We have already seen how to store positive and negative integers, and fractional numbers. But our programs won’t only have numbers. Usually, they will also have text.
The representation of text has been one of the headaches of computing since its beginnings. We saw this when talking about Bytes and Char, text encoding was a real problem to solve from the first computers.
Characters or “letters” are a set of symbols we use to communicate. They are a fairly extensive set, including uppercase letters, lowercase letters, punctuation marks, and the digits of the decimal system itself.
Fortunately, we have largely overcome this, and you will almost never have to worry about it too much. But, it’s good for you to know how they are encoded and how to work with them (because you will surely need it at some point).
When talking about numbers, we could play with representation forms. In the end, it was a change of base. But when talking about characters, there is no other option but to use a translation table (THIS binary number corresponds to THIS letter).

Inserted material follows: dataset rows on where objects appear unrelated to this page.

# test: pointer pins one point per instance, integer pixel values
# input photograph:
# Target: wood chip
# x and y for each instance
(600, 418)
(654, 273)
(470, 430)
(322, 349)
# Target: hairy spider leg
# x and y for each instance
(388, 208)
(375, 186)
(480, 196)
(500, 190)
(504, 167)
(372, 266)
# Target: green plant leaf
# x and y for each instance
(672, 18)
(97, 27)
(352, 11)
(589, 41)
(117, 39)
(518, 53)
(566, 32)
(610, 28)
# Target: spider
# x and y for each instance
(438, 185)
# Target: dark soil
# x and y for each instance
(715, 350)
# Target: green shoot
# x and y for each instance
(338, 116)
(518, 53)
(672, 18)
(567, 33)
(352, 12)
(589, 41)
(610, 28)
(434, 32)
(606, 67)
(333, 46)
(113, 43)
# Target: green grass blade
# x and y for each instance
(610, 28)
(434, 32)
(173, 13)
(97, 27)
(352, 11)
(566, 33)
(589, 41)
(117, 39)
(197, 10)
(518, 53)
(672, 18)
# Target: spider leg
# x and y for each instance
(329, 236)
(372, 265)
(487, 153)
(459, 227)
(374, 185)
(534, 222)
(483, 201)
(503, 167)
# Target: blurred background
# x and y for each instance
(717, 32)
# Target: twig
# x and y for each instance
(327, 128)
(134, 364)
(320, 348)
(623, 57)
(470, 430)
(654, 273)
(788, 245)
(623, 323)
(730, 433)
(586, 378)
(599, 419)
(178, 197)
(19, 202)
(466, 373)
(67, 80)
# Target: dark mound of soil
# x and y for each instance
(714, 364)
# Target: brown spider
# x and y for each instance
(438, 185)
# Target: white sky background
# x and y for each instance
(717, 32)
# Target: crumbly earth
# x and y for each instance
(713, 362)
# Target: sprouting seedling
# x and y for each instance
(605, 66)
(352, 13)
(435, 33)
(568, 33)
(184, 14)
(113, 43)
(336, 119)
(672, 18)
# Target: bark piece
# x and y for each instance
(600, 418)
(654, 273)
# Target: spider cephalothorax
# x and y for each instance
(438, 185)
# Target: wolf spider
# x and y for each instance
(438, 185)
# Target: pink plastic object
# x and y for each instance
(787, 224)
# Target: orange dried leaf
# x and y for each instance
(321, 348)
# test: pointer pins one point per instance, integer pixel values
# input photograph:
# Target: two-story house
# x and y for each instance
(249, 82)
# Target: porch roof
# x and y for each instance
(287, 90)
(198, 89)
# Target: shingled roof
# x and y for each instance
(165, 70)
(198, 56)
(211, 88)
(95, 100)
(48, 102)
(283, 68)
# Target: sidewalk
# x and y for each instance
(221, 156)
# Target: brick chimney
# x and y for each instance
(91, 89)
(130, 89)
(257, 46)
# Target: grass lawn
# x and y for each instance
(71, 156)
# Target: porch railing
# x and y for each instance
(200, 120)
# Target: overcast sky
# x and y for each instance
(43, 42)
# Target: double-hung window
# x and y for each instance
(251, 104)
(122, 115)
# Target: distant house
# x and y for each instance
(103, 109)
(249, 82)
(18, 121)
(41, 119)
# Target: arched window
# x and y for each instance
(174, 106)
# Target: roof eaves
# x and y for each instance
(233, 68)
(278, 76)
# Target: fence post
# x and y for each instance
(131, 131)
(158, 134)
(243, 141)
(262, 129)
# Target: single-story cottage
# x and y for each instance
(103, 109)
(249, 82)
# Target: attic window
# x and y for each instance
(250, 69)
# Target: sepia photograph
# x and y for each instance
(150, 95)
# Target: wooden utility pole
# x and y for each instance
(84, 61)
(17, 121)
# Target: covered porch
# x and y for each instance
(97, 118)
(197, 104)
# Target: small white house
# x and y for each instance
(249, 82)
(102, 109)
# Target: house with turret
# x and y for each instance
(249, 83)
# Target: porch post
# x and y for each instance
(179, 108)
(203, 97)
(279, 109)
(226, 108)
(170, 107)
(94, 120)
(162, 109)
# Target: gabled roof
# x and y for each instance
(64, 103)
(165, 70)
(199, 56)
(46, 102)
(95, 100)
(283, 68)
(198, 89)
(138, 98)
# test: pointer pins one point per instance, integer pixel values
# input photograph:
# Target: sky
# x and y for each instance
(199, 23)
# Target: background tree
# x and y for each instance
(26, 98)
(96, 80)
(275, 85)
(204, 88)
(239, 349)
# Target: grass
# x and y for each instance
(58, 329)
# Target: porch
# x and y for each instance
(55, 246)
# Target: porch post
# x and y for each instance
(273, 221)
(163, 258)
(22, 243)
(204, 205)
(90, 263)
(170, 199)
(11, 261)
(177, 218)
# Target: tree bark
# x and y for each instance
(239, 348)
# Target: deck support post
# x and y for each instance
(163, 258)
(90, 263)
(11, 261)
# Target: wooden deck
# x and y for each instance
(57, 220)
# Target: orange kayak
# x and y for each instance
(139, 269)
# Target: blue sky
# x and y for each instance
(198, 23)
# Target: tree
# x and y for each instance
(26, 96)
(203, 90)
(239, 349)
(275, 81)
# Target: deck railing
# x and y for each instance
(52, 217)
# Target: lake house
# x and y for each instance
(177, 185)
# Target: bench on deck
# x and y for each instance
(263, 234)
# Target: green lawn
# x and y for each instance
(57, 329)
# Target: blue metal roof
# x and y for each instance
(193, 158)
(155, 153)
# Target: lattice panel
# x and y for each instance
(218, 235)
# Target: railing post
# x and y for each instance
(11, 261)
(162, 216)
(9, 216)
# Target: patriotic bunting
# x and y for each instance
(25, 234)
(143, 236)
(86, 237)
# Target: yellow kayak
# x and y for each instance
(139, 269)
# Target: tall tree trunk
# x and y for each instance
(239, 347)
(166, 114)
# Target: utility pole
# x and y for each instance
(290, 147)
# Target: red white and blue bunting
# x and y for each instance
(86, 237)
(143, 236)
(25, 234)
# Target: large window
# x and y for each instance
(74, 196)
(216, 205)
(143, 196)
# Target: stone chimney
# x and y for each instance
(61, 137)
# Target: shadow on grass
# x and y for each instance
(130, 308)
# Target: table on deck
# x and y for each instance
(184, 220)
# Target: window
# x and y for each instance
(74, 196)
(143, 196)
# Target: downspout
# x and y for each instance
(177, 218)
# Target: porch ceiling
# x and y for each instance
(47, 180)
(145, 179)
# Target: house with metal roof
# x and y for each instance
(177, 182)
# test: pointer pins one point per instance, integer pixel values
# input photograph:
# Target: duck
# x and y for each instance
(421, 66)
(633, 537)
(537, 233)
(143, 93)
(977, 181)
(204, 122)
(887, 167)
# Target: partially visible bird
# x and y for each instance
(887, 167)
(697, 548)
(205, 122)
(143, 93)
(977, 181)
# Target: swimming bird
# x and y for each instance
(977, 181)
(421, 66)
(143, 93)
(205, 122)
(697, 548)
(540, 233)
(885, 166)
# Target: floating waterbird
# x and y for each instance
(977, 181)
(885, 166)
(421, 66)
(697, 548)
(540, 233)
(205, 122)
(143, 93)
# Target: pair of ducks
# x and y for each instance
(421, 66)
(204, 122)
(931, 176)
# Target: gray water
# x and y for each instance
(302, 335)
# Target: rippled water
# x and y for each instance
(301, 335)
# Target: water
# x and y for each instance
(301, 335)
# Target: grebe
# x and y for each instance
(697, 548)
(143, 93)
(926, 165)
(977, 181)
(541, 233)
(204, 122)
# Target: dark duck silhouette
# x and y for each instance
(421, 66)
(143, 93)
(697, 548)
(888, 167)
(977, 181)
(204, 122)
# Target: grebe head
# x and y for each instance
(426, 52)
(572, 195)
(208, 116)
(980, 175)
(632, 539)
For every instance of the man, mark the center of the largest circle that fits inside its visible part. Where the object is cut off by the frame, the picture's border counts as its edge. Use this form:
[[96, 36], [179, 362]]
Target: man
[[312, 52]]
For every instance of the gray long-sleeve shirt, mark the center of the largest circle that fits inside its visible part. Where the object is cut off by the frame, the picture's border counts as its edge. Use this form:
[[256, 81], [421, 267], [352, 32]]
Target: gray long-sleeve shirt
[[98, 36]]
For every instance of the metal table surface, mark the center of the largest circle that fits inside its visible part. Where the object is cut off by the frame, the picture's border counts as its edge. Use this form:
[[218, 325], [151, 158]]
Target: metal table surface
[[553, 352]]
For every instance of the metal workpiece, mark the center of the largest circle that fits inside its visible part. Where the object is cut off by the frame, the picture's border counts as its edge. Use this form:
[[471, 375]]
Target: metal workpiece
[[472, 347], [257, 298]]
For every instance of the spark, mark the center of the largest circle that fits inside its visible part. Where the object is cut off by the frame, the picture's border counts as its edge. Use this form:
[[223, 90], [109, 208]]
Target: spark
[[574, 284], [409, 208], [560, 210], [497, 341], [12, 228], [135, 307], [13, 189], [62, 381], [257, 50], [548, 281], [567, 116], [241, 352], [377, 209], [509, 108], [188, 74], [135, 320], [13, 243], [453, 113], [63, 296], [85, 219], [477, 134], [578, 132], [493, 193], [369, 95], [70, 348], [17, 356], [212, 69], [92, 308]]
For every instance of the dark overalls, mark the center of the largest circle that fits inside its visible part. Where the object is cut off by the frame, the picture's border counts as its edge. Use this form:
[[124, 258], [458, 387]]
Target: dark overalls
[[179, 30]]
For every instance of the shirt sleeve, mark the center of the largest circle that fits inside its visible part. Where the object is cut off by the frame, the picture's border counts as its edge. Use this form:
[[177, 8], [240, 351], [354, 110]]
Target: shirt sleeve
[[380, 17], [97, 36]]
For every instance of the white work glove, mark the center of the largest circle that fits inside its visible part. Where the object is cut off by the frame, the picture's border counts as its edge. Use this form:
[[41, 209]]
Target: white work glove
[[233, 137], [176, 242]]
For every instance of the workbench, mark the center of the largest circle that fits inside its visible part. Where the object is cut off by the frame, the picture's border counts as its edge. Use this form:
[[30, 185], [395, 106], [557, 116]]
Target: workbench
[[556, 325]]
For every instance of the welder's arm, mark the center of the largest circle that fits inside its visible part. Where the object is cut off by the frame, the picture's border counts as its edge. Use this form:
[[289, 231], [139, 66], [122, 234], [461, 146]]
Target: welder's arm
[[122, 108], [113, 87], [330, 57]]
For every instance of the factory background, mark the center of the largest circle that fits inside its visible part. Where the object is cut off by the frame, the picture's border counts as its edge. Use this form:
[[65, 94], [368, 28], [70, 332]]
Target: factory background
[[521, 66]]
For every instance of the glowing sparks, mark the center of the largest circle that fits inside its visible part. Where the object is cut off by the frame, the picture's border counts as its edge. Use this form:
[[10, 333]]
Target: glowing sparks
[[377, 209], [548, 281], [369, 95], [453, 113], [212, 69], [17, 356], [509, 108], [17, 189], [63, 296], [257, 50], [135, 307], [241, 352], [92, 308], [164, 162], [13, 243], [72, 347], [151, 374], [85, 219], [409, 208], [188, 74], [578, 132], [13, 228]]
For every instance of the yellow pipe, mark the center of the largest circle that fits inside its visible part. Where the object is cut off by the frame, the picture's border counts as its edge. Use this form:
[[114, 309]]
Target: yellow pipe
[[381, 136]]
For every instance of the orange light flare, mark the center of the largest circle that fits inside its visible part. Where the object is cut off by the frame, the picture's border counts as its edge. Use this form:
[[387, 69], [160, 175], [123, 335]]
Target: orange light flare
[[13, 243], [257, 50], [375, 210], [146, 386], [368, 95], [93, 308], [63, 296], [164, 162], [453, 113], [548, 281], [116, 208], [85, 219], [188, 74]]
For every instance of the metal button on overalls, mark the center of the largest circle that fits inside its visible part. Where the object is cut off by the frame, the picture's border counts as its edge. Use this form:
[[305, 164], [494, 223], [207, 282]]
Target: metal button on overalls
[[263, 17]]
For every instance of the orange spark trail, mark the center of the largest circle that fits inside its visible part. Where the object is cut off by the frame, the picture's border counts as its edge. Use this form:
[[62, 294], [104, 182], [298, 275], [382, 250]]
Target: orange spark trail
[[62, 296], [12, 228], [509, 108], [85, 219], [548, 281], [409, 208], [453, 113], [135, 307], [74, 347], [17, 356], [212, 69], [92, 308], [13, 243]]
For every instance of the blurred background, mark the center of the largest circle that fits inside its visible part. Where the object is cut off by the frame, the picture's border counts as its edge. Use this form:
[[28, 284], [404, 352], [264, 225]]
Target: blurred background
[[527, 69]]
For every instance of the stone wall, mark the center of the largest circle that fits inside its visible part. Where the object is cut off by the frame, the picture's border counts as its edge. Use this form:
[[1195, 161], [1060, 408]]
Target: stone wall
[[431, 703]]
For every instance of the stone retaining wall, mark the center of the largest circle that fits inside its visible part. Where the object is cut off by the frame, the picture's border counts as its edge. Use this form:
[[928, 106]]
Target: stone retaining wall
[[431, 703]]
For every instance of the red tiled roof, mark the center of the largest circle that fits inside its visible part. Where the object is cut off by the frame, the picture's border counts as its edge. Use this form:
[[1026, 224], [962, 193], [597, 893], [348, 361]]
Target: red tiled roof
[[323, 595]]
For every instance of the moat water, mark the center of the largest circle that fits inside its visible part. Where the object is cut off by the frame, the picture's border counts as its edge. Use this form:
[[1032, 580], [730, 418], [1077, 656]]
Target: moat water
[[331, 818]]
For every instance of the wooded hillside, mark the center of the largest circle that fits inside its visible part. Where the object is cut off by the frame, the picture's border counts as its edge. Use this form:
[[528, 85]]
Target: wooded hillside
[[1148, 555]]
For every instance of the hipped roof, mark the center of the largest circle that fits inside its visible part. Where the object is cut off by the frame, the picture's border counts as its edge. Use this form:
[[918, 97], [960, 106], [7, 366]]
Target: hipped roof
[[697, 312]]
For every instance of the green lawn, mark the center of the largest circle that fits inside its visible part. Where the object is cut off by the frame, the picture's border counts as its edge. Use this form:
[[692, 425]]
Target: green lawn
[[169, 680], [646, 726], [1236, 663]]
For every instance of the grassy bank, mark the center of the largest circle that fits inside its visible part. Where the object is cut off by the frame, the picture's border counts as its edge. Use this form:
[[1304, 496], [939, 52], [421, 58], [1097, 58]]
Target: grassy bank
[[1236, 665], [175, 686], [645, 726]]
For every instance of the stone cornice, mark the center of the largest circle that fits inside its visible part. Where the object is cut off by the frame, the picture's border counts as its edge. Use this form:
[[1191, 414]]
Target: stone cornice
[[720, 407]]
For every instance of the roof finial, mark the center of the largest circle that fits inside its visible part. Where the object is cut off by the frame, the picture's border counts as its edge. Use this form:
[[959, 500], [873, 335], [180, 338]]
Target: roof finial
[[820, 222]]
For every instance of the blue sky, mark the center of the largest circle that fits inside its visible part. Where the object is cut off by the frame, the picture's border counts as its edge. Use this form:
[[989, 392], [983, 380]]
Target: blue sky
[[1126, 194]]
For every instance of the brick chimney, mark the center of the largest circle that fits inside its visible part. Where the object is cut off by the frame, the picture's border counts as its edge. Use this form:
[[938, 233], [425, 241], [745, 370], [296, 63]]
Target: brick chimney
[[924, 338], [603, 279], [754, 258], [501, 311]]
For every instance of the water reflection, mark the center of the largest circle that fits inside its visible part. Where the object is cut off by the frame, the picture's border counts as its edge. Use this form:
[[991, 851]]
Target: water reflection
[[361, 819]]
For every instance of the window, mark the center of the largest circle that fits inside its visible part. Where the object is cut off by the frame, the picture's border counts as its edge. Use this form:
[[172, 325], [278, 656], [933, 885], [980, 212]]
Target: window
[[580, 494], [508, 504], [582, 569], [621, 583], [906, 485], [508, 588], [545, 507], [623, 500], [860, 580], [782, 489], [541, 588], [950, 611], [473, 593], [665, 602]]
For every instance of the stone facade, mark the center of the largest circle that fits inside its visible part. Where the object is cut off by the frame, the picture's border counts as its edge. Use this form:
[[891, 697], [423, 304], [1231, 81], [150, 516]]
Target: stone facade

So this was the problem they encountered when the first computers were beginning to be developed. They said, how big do I need that table to be? How many binary digits do I need?
And thus the ASCII table was born 👇
ASCII Representation
ASCII (American Standard Code for Information Interchange) is an encoding standard dating back to 1963, which assigns a unique integer to each character in the basic set of English characters.
Each ASCII character is represented by a 7-bit numeric value, allowing for a total of 128 different characters.
For example, the character ‘A’ has an ASCII value of 65, which is represented in binary as 01000001.
Extended ASCII table
The ASCII table was very limited in terms of characters. Fortunately, in computing it was already normal for a Byte to be 8 bits. Of these, ASCII only used 7 bits, so there were another 128 characters left to expand it.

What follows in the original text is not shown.